Stoutmeister takes a moment to ham it up in the middle of the GABF session.

Much like the beer festivals in Albuquerque, the staff here was friendly and helpful. The crowd was also pretty darned awesome. There were a ton of people, and even in the waning minutes they were staying friendly toward each other. There were a lot of folks dressed up in costume (the Super Mario Bros. cast was a hoot), with plenty of folks sporting beer shirts from across the country. I received my fair share of compliments for my Il Vicino Sasquatch Scotch shirt, even from one of the security personnel.

Now comes the hard part, remembering all the beers we tried.
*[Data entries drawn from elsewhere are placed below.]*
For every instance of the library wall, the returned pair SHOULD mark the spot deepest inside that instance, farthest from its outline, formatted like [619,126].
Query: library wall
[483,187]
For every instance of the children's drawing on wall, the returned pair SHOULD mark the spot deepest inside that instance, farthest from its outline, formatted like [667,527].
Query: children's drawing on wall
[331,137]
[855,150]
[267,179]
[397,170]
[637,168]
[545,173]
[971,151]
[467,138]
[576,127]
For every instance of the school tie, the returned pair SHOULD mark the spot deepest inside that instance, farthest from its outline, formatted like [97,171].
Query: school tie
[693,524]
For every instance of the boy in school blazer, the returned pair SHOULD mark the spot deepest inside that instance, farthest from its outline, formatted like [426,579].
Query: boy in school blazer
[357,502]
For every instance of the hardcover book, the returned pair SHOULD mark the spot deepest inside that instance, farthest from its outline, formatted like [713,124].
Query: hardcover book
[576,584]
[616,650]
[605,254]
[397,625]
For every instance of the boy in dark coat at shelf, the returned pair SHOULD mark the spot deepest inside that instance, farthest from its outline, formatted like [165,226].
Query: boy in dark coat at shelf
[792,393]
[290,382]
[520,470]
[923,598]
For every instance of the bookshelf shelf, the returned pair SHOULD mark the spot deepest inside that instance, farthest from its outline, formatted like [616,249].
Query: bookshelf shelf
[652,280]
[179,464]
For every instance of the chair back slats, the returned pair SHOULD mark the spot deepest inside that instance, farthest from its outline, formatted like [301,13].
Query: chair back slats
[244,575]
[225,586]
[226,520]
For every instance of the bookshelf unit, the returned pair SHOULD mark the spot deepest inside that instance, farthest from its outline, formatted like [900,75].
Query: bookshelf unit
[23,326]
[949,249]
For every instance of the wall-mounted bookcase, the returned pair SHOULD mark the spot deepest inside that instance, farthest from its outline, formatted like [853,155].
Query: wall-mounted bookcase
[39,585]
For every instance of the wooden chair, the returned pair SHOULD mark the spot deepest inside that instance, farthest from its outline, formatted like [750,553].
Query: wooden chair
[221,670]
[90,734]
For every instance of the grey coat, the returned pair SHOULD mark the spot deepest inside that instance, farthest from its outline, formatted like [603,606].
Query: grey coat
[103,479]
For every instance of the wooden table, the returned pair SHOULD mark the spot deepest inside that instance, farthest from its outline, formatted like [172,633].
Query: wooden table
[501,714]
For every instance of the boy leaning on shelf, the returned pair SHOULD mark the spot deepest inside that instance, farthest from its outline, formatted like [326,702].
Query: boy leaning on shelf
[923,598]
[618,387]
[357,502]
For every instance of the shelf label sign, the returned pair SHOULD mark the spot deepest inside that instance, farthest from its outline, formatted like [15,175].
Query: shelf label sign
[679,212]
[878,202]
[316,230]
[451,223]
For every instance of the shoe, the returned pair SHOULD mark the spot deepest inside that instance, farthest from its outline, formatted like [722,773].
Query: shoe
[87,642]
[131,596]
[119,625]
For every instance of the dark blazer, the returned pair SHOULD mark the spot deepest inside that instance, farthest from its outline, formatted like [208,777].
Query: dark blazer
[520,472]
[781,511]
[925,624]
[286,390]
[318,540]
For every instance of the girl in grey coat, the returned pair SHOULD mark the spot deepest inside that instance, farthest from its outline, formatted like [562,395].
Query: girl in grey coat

I forgot my trusty digital recorder, so instead I took photos of as many of the beers as I could (well, not just the beer in my glass, but the writing on the tables under the beer or the wall signs). Not counting Pro-Am beers, I tried one style apiece (they were served in one-ounce pours) from 37 different breweries. Yowza.

I stuck mainly to my favorites, stouts and porters, with a few other styles mixed in, particularly Oktoberfest varieties. The top German-style beers were Dogtoberfest Marzen from Flying Dog (Frederick, Md.), Festbier from Victory (Downington, Pa.), and Staghorn Octoberfest from New Glarus (Wisc.). Other standouts from the “random pile” included the Midnight Rider Ale, a black IPA from Great American (Centreville, Va.), the Flying Bison Aviator Red from Saranac (Utica, N.Y.), the burly Wee Willy Scotch Ale from McCoy’s Public House (Kansas City), the Nosferatu Red Ale from Great Lakes (Cleveland), the Kashmir Godzilla, an IPA from Bluegrass (Louisville), the Collaboration #3 Stingo, an English ale from Boulevard (Kansas City), the ferocious Samhain Pumpkin Porter from DESTIHL (Normal, Ill.), and the Eleven, an American black ale from Old Forge (Danville, Pa.).

Topping the list of porters were the Black Duck Porter from Greenport (N.Y.) Harbor, the Penn Quarter Porter from D.C. Brau (Washington), the Paradise Porter from Diamond Bear (Little Rock), and the Battle Axe Baltic Porter from Fat Head’s (Middleburg Heights, Ohio).

There were almost too many standout stouts to name, but my favorites included the Whiteface Black Diamond Stout from Great Adirondack (Lake Placid, N.Y.), the Milk Stout from Lancaster (Pa.), the Coal City Stout from Morgantown (W.V.), the Black Rock Milk Stout from Devil’s Backbone (Roseland, Va.), the Black Hole XXX Stout from Chelsea (New York City), the World Wide Stout from Dogfish Head (Milton, Del.), the Three Hour Tour, a British milk stout from Minneapolis Town Hall, the Mad Cow Milk Stout from Revolution (Chicago), and the Chocolate Oak-Aged Yeti, an Imperial Stout from Great Divide (Denver).

Now, E-Rock and I did not try all the same beers, so here were some of his favorites: “If I had to pick one beer as my favorite, it would be the American Love Ale by Victory. Victory also had a tasty Belgian style beer called the Golden Monkey. Upon ordering it, a gentleman nearby said, “Oh, so you know the Monkey?” Other great beers include Brooklyn Brewery’s Sorachi Ace (a tasty saison), Evil Genius’ Good ‘n Evil (kolsch), Dogfish Head’s Positive Contact (a spiced ale), Troegs’ The Mad Elf (a bock), Perennial Artisan Ales’ Fantastic Voyage (an imperial coconut milk stout), Alaskan’s Winter Ale, and Boston Beer Company’s New Albion Porter (a 30-year-old recipe from Sam Adams).”

It was truly an epic night, the kind of night every beer lover should enjoy once in his/her lifetime. Of course, it also made us really, really want to go back, which we will in about an hour or so. And yes, we would love to return in the future as well, maybe even with one of those nifty press passes they hand out. For this year, however, we were happy to just be two faces in the humongous crowd.